GRUPPO DELLA TRASGRESSIONE

da Rossella Dolce

24-01-2005

Si legge lo scritto di Armando intitolato “Conto Arancio

Dino: lo scritto mette in evidenza che con il rancore, quando succede qualcosa di così importante, si segna un confine e non è poi più possibile tornare indietro nel tempo. Sono convinto che il rancore è un sentimento da cui non si può uscire, credo si possa solo imparare a governarlo.

Borasio: nello scritto mi sembra evidente che il sistema di regime provoca un conformismo emulativo e anche competitivo. È una situazione che ho conosciuto anche io ma che ho vissuto in modo diverso, per meno tempo. Per questo forse non ho le stesse ferite di Armando.

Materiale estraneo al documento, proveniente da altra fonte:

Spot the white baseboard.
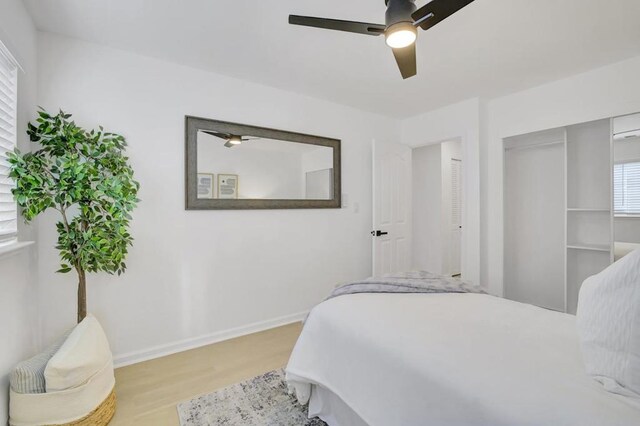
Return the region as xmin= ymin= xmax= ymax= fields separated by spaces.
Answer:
xmin=113 ymin=312 xmax=308 ymax=368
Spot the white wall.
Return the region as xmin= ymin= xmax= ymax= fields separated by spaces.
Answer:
xmin=402 ymin=99 xmax=484 ymax=284
xmin=38 ymin=34 xmax=399 ymax=362
xmin=480 ymin=57 xmax=640 ymax=294
xmin=411 ymin=143 xmax=443 ymax=273
xmin=0 ymin=0 xmax=40 ymax=424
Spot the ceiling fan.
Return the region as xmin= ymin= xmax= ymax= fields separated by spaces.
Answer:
xmin=201 ymin=130 xmax=260 ymax=148
xmin=289 ymin=0 xmax=474 ymax=79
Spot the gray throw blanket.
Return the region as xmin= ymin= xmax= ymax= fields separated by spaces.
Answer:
xmin=325 ymin=271 xmax=485 ymax=300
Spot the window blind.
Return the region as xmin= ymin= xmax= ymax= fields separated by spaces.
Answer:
xmin=0 ymin=43 xmax=18 ymax=244
xmin=613 ymin=161 xmax=640 ymax=215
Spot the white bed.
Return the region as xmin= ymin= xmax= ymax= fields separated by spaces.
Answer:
xmin=286 ymin=294 xmax=640 ymax=426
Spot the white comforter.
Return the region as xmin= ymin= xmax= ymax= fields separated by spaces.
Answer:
xmin=286 ymin=294 xmax=640 ymax=426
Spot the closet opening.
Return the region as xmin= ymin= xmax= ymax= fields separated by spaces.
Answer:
xmin=503 ymin=114 xmax=640 ymax=314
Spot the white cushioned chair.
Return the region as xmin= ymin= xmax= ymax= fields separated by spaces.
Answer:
xmin=9 ymin=315 xmax=116 ymax=426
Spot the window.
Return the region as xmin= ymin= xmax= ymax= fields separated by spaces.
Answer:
xmin=613 ymin=161 xmax=640 ymax=215
xmin=0 ymin=42 xmax=18 ymax=245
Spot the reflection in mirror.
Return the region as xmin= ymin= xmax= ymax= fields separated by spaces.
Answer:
xmin=197 ymin=130 xmax=333 ymax=200
xmin=185 ymin=116 xmax=341 ymax=210
xmin=613 ymin=114 xmax=640 ymax=259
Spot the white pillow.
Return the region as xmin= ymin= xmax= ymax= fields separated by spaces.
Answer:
xmin=44 ymin=315 xmax=112 ymax=392
xmin=577 ymin=250 xmax=640 ymax=397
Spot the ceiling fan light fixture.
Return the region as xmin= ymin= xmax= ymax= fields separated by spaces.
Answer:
xmin=227 ymin=136 xmax=242 ymax=145
xmin=384 ymin=22 xmax=418 ymax=49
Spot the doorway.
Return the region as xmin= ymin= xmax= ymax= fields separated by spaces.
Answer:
xmin=412 ymin=139 xmax=464 ymax=276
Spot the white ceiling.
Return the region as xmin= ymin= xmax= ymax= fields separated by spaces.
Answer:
xmin=25 ymin=0 xmax=640 ymax=117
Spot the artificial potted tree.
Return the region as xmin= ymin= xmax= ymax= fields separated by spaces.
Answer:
xmin=8 ymin=110 xmax=140 ymax=323
xmin=8 ymin=110 xmax=140 ymax=426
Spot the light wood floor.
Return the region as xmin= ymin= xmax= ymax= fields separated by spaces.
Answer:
xmin=111 ymin=323 xmax=302 ymax=426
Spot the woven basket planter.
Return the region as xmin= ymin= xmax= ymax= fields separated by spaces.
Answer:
xmin=56 ymin=388 xmax=116 ymax=426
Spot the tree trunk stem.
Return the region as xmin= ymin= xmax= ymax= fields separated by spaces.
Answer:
xmin=78 ymin=269 xmax=87 ymax=323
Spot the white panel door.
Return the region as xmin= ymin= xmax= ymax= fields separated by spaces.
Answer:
xmin=450 ymin=158 xmax=462 ymax=275
xmin=372 ymin=141 xmax=411 ymax=276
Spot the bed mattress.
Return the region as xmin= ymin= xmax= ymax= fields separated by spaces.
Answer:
xmin=286 ymin=294 xmax=640 ymax=426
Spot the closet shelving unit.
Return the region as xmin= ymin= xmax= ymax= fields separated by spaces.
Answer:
xmin=565 ymin=119 xmax=613 ymax=313
xmin=504 ymin=119 xmax=613 ymax=313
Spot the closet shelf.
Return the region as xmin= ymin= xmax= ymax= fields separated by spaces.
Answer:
xmin=567 ymin=244 xmax=611 ymax=253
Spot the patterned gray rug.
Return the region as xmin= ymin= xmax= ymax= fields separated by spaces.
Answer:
xmin=178 ymin=370 xmax=326 ymax=426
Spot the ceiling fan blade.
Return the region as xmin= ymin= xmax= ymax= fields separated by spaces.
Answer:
xmin=289 ymin=15 xmax=386 ymax=36
xmin=392 ymin=43 xmax=418 ymax=80
xmin=411 ymin=0 xmax=474 ymax=30
xmin=201 ymin=130 xmax=231 ymax=140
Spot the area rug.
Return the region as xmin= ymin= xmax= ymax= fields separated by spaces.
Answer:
xmin=178 ymin=369 xmax=326 ymax=426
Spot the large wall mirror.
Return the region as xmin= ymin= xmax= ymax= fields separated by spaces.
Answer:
xmin=185 ymin=116 xmax=341 ymax=210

Prof.ssa Tirelli: mi colpisce che Armando non scarichi le colpe sul regime conformista, ma in primo luogo rivolge il suo rancore verso sé stesso per non aver reagito.

Armando: il problema è che in quel momento ho perso la stima di me stesso, pensavo di essere abbastanza aperto alle altre idee, con una cultura e un’intelligenza che non mi permettessero di fare quello che ho fatto. Io ho trattato quella ragazza come un’ombra, non le davo modo di avere una personalità.

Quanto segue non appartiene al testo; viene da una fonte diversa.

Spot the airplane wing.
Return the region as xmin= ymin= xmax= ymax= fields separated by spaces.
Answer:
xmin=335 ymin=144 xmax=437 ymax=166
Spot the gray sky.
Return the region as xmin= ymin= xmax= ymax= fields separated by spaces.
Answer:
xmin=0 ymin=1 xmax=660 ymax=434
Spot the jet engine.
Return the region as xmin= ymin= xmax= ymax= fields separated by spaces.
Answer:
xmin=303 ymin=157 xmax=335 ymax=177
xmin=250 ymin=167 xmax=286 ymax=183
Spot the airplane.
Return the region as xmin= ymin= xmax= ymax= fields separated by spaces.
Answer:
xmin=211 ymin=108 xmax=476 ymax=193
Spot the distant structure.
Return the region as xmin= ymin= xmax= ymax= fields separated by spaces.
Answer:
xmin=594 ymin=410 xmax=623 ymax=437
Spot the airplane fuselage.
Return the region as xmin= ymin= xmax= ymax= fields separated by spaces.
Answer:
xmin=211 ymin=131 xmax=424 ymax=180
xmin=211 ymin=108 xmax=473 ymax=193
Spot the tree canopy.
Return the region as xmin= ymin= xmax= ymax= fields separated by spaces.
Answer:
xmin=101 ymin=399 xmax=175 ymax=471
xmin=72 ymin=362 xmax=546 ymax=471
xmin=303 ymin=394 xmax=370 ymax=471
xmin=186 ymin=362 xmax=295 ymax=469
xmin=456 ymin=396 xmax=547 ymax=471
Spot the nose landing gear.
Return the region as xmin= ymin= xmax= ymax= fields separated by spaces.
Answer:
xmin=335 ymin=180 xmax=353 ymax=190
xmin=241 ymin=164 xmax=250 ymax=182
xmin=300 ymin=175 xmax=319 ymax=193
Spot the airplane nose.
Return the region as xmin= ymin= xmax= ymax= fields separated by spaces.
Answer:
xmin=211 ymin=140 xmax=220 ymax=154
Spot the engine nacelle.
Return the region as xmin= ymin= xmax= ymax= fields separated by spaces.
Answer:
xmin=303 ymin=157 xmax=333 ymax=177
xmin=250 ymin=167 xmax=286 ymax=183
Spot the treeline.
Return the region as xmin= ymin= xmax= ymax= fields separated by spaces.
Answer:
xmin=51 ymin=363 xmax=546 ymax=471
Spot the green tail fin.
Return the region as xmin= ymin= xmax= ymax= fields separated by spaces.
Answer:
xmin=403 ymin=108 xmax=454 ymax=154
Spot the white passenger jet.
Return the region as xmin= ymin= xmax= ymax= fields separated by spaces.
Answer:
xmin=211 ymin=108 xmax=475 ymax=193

Rossella: penso che Armando si sia reso conto di aver diretto il suo rancore verso una persona che non lo meritava. Riconoscere questo errore lo ha fatto vergognare del proprio rancore e non potendolo cancellare l’ha diretto verso sé stesso.

Silvia: penso che Armando si sia sentito stupido nel rendersi conto che non era la persona che credeva di essere, nel vedere che la sua tolleranza e la sua intelligenza non erano all’altezza delle sue aspettative e si sia vergognato del suo comportamento.

Antonella: penso che il dolore sia causato dal sentire due parti di sé in contrasto. Nel caso di Armando due ideali a cui aveva sempre creduto si sono trovati in contrapposizione.

Marta: credo che la rabbia si provi nel momento in cui si scopre che un’idea, che si pensava di possedere, ci è stata in realtà inculcata tanto da offuscare la nostra capacità di riflettere con la nostra testa.

Aparo: è importante distinguere tra vergogna e senso di colpa. La vergogna si prova quando non ci si sente all’altezza dell’immagine idealizzata di noi stessi. Il senso di colpa nasce perché si sente di avere agito male, di aver causato a qualcun altro, e nel caso sia un senso di colpa costruttivo, ci spinge a tentare di rimediare al danno causato.

La vergogna nasce dallo scarto fra l’immagine che avremmo voluto esibire per compiacerci di noi stessi e quella che di noi, invece, abbiamo osservato, rimanendone delusi; la vergogna, in altre parole, è la misura dello scarto dal nostro ideale di perfezione narcisistica. Il senso di colpa, nella sua versione migliore, è legato alla coscienza dello scarto fra quello che abbiamo fatto e quello che riteniamo sarebbe stato giusto fare; dunque è la coscienza dello scarto dal nostro ideale morale.

Dino: Il problema del rancore è che non dipende da un regime o da una persona che ti schiaccia. C’è sempre una cultura dominante e un possibile condizionamento.

Eric: se però agisci male perché ti senti presuntuoso è bene provare il senso di colpa, è una tappa della crescita. Se eri immaturo e questo ti permette di crescere è un bene anche se fa soffrire.

Aparo: Se, in seguito a un nostro cattivo comportamento, la vergogna prevale sul senso di colpa, vuol dire che in quel momento si è concentrati sul proprio ideale narcisistico, in altre parole, vuol dire che la relazione che coltiviamo con i nostri fantasmi è più seducente e più forte della relazione con le persone che amiamo.

Franco e Silvia: ma il senso di colpa porta anche a vergognarti.

Aparo: La vergogna è un mezzo per allontanare il senso di colpa ed evitare il lavoro cui il senso di colpa chiama.